1 : Mathématiques, Informatique et STatistique pour l'Environnement et l'Agronomie
Institut National de Recherche pour l’Agriculture, l’Alimentation et l’Environnement, Institut Agro Montpellier

2 : Université Paris-Saclay, INRAE, MaIAGE, 78350, Jouy-en-Josas, France
INRAE

3 : NRAE, BioinfOmics, MIGALE bioinformatics facility, 78350, Jouy-en-Josas, France
INRAE

4 : Ferments du Futur (US INRAE 1503), 91400, Orsay, France
INRAE

5 : Direction pour la Science Ouverte
Institut National de Recherche pour l’Agriculture, l’Alimentation et l’Environnement

OpenSILEX and SIDURI: ontology-driven information systems for FAIR data management in life sciences Introduction
The increasing volume, heterogeneity and complexity of scientific data call for robust, interoperable and FAIR-compliant information systems. In life sciences, and particularly in domains involving multi-scale and multi-source data, the need for integrated platforms supporting both data management and analysis has become critical.
Open-source solutions based on semantic technologies and standardized ontologies offer promising approaches to address these challenges. They enable better data structuring, interoperability and reuse, while fostering collaboration across disciplines and institutions.
In this context, OpenSILEX has been developed as an ontology-driven information system designed to manage, integrate and explore complex scientific datasets. Building upon this framework, domain-specific instances can be deployed to address particular scientific challenges. Siduri is one such instance, developed to support data-driven research in food fermentation within a large collaborative program.

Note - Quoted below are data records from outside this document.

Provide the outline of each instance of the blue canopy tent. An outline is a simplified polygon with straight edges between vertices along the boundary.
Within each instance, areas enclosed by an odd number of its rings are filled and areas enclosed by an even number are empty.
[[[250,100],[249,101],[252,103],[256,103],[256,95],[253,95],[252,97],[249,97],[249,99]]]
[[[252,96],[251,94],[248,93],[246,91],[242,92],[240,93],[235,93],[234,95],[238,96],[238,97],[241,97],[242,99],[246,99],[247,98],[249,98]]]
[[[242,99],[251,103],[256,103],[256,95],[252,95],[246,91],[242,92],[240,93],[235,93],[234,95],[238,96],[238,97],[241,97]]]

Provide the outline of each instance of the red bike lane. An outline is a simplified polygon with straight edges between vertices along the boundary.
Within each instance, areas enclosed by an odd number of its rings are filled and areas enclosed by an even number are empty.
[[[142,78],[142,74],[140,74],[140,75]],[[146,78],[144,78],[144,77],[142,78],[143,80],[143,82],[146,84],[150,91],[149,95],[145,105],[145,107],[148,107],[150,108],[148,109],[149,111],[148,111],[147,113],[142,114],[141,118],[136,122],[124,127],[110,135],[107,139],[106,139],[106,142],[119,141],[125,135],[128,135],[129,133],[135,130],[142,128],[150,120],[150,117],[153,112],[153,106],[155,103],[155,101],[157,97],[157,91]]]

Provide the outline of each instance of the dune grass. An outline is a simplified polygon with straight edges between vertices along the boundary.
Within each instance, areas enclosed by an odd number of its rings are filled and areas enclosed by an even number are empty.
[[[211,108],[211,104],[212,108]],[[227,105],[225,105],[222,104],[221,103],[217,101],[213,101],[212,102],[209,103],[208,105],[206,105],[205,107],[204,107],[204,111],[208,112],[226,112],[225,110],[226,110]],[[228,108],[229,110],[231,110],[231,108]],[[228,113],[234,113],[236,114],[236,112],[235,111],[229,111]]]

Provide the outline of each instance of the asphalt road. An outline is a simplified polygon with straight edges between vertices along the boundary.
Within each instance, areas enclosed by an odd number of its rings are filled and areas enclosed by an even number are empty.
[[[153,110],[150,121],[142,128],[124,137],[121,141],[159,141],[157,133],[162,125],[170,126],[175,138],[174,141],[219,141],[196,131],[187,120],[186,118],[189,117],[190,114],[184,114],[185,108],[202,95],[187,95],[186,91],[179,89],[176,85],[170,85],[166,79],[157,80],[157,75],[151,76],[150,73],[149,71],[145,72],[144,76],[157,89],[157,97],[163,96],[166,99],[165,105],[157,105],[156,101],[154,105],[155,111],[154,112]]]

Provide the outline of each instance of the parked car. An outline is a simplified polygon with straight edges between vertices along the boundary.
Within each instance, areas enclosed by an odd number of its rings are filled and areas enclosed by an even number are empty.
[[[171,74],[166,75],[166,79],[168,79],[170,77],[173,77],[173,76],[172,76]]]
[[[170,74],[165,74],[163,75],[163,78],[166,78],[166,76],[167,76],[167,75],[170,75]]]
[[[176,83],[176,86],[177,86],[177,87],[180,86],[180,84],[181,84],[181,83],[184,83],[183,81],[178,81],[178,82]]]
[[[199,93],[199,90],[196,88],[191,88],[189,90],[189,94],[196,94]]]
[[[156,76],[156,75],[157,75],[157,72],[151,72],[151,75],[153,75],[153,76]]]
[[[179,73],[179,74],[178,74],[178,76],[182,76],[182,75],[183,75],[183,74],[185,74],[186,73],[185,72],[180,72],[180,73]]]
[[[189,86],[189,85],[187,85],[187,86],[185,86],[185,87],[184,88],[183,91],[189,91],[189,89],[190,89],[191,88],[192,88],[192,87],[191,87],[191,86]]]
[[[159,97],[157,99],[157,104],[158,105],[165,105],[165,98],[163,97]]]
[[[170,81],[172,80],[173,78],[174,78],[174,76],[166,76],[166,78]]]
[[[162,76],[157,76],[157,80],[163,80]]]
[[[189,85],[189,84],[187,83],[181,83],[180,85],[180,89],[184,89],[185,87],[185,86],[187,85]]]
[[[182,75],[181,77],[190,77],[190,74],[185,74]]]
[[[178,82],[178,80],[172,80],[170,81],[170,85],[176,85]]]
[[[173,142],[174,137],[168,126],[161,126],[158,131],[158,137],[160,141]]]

OpenSILEX : combining knowledge graphs and NoSQL databases to build scientific information systems
Yvan ROUX5, Isabelle ALIC5, Arnaud CHARLEROY5, Anne TIREAU5
5 INRAE, MISTEA, 34000, Montpellier, France

Agriculture faces new challenges: improving food security, reducing environmental impacts and adapting to climate change. Agronomic science should meet those challenges by carrying out experiments. Large amounts of diverse data are produced. To analyze those experiment results correctly and to share them, data needs to be well described and contextualized: descriptions of genetic resources, weather events that impacted the experiment, etc. Those related datasets vary from one experiment to another and evolve over time.
Research communities need to combine all the data generated by experiments for analysis purposes. Information systems must manage this diversity of datasets, remain flexible and adaptable, and connect to other data management systems.
OpenSILEX software has been developed to address those needs. It is an open-source software framework designed to build information systems dedicated to a specific research community. More specifically, OpenSILEX consists of a set of interoperable software modules for structuring data, identifying research objects (crops, insects, plots...), describing data acquisition context, and visualizing them. OpenSILEX encourages improving data's context to be able to reproduce the results of experiments or data analysis processes. This allows datasets to be easily retrieved, shared between the research community and reused. OpenSILEX was built with FAIR data management principles in mind and combine two data management technologies. Large experiment datasets (sensor measures and image datasets) and geospatial information are managed by NoSQL (MongoDB) technologies. Contextual data are managed by web semantic methods and technologies (RDF-S, OWL, SPARQL).
OpenSILEX software suite has been used to develop several information systems for specific scientific communities like PHIS (high-throughput plant phenotyping), ENVIBIS (decontamination) or SIDURI (fermented products in food systems). Each information system has been deployed across multiple experimental platforms, research units, or projects.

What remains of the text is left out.